What makes a game tick? Part 6 - Threading Models
on C++, Game development
After a three part digression about scripting, it is time to revisit our first two articles. Back then we mentioned how some of the common engines on the market handle ticking in a somewhat crude virtual void Tick() {}
fashion. Today I wanna show some alternatives I have used when making Grand Strategy Games.
Readers who have seen my talk Multi Threading Model in Paradox Games: Past, Present and Future might recognize a few things I brought up in the past in video form.
The board game way
Grand Strategy Games started out as boardgames. Insane boardgames for crazy people. If you think I’m being mean, look at how Europa Universalis looked like in this original form:
No wonder someone saw this, thought “there has to be a better way to do this” and then remembered computers exist. (I do not have a direct quote to prove this is how the first GSG happened, but it is my headcanon).
If you’ve ever played a board game, you’re probably familiar with the general flow where each player takes a turn, and each player turn is usually split into several phases (incidentally, some of the more modern ones have implemented simultaneous turns, human multithreading in a sense). Owing to that heritage, that’s how games like Europa Universalis were often done back then. The English player takes a turn, moves their units, collects taxes, progresses their constructions, then passes the baton to the French player who does the same, then Austria, then the Ottomans, all the way to the last “player” (which would also include any nation controlled by AI, and there’s a lot of them).
This is not very multithread friendly as an approach, but when making games in the 2000s this was of least concern. From my research at the time, the first of parallel algorithms for game simulation happened some time during a later Victoria 2 patch and/or during the development of Crusader Kings 2, in the very early 2010s. As a reminder, the first consumer dual core CPU, the Pentium D, only came out in 2005. And games usually don’t use the latest and most expensive product as their baseline. It’s bad for sales when only a fraction of your playerbase can afford to run the game.
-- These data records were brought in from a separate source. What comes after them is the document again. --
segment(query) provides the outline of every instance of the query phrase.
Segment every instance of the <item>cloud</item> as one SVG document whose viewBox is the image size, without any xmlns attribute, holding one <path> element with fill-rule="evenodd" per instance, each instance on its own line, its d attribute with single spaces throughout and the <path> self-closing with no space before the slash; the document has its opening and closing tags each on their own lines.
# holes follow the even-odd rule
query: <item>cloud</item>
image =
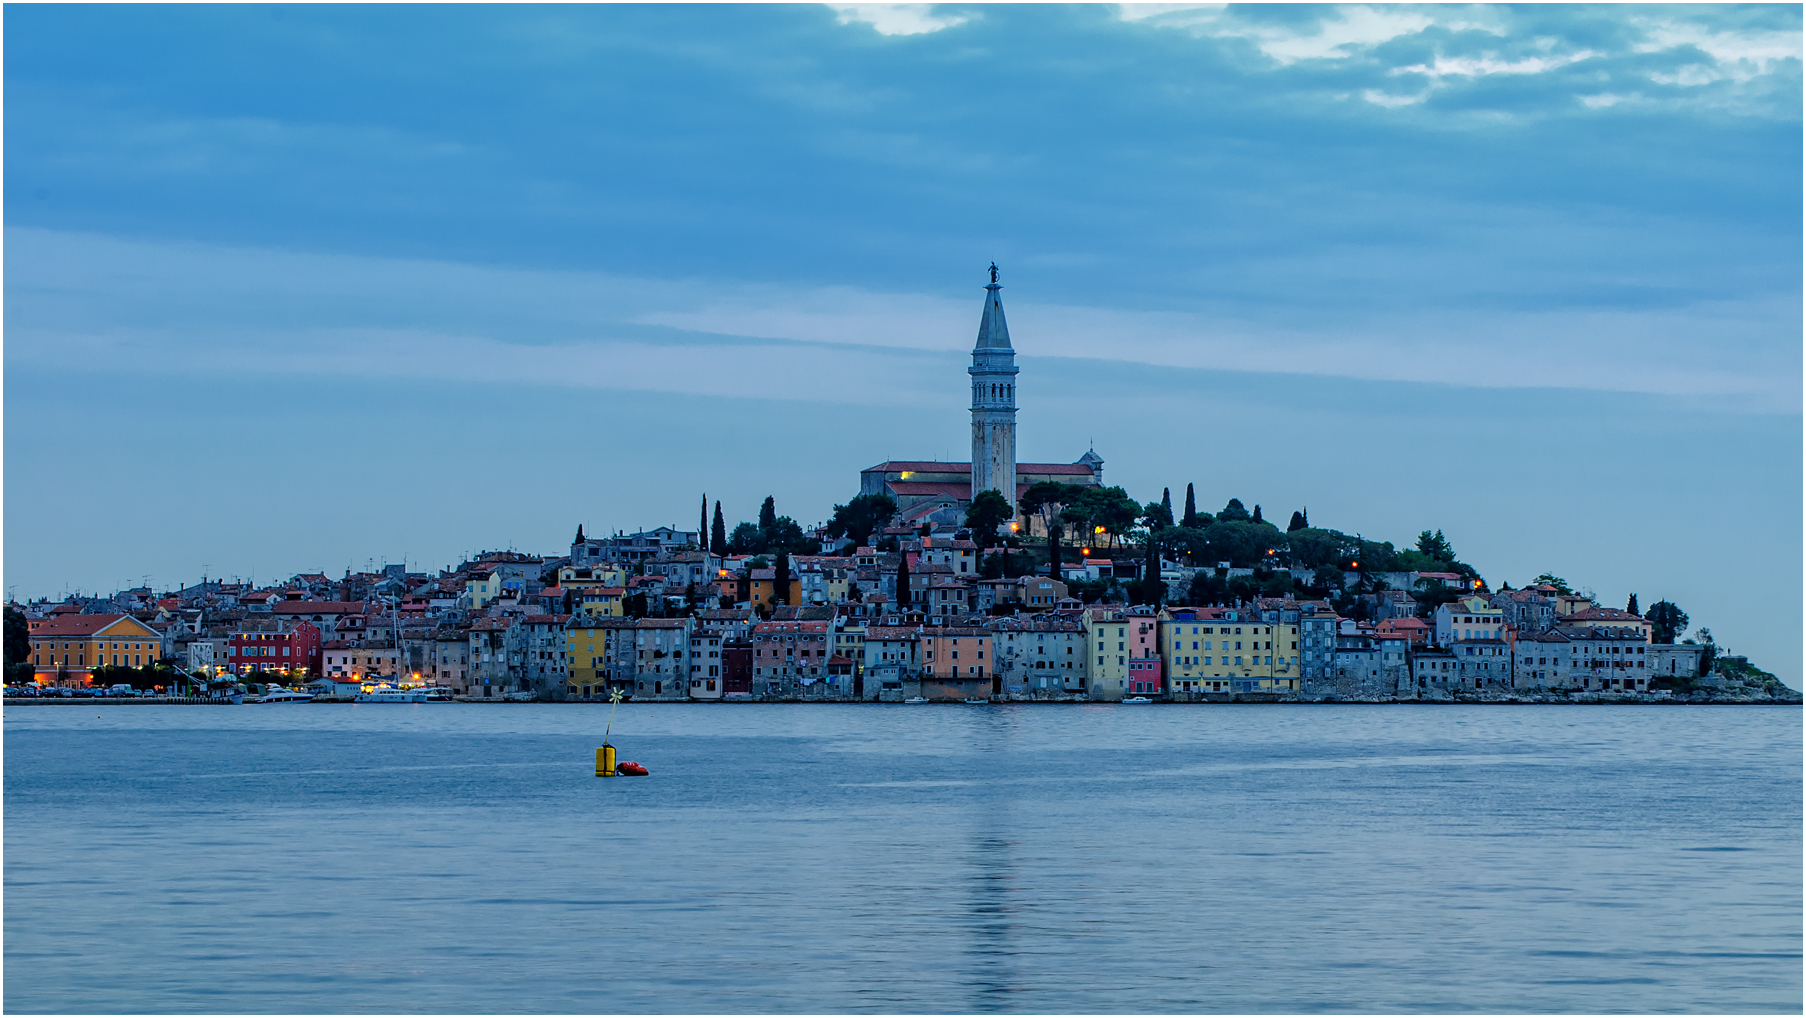
<svg viewBox="0 0 1806 1018">
<path fill-rule="evenodd" d="M 936 14 L 933 4 L 824 4 L 843 25 L 872 26 L 879 35 L 927 35 L 963 25 L 964 14 Z"/>
<path fill-rule="evenodd" d="M 1593 9 L 1541 7 L 1394 7 L 1350 5 L 1320 14 L 1223 5 L 1124 5 L 1124 21 L 1182 30 L 1200 38 L 1245 40 L 1272 62 L 1272 71 L 1335 67 L 1356 77 L 1421 75 L 1428 91 L 1393 95 L 1374 87 L 1338 89 L 1389 108 L 1420 105 L 1432 95 L 1471 89 L 1501 75 L 1557 76 L 1585 62 L 1585 73 L 1548 88 L 1492 90 L 1483 102 L 1523 113 L 1613 105 L 1586 96 L 1647 91 L 1640 105 L 1699 105 L 1745 114 L 1797 117 L 1799 104 L 1771 97 L 1770 87 L 1797 85 L 1801 55 L 1798 8 L 1751 17 L 1792 24 L 1716 24 L 1719 12 L 1688 9 L 1616 17 Z M 1601 89 L 1601 85 L 1608 86 Z M 1660 86 L 1650 90 L 1648 86 Z M 1719 92 L 1706 92 L 1718 86 Z M 1758 87 L 1760 86 L 1760 87 Z M 1728 91 L 1725 91 L 1728 89 Z M 1797 92 L 1797 88 L 1792 89 Z M 1797 96 L 1795 96 L 1797 98 Z M 1472 112 L 1471 101 L 1450 107 Z"/>
<path fill-rule="evenodd" d="M 980 291 L 651 279 L 7 231 L 9 365 L 312 374 L 857 404 L 957 383 Z M 704 295 L 698 299 L 698 295 Z M 1007 293 L 1006 293 L 1007 298 Z M 1351 313 L 1010 306 L 1026 357 L 1799 403 L 1798 299 Z M 1702 337 L 1710 337 L 1702 341 Z M 694 370 L 706 365 L 705 370 Z M 883 385 L 848 379 L 883 378 Z"/>
</svg>

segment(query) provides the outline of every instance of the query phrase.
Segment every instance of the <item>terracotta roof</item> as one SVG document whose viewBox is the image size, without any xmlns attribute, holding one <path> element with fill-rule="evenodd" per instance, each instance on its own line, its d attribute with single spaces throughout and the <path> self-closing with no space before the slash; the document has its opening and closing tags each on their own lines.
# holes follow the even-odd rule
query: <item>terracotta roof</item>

As the 2010s rolled around, Grand Stategy Games were ticking by updating each collection of game objects in turn. Roughly speaking, a tick in a game like Europa Universalis IV or Hearts of Iron IV would look like this:
void World::Tick()
{
UpdateCountries();
UpdateProvinces();
UpdateArmies();
UpdateNavies();
UpdateAI();
}
“Where’s the thread usage?” our players loved to ask. Within each collection update. To varying degrees. Usually we’d split each one of these functions between a parallel and a serial pass. It’s up to the implementer to figure out how much they can lift into the parallel pass rather than in the serial pass. The trick was to find out what could be parallelized (or more precisely, rewritten to work in parallel) and what could not. Sometimes it was as simple as replacing a for()
loop by a parallel_for()
loop and see if anything exploded. Alternatively we would need to go down the rabbit hole of each function call to see whether or not it was safe to update the finances of two countries at the same time.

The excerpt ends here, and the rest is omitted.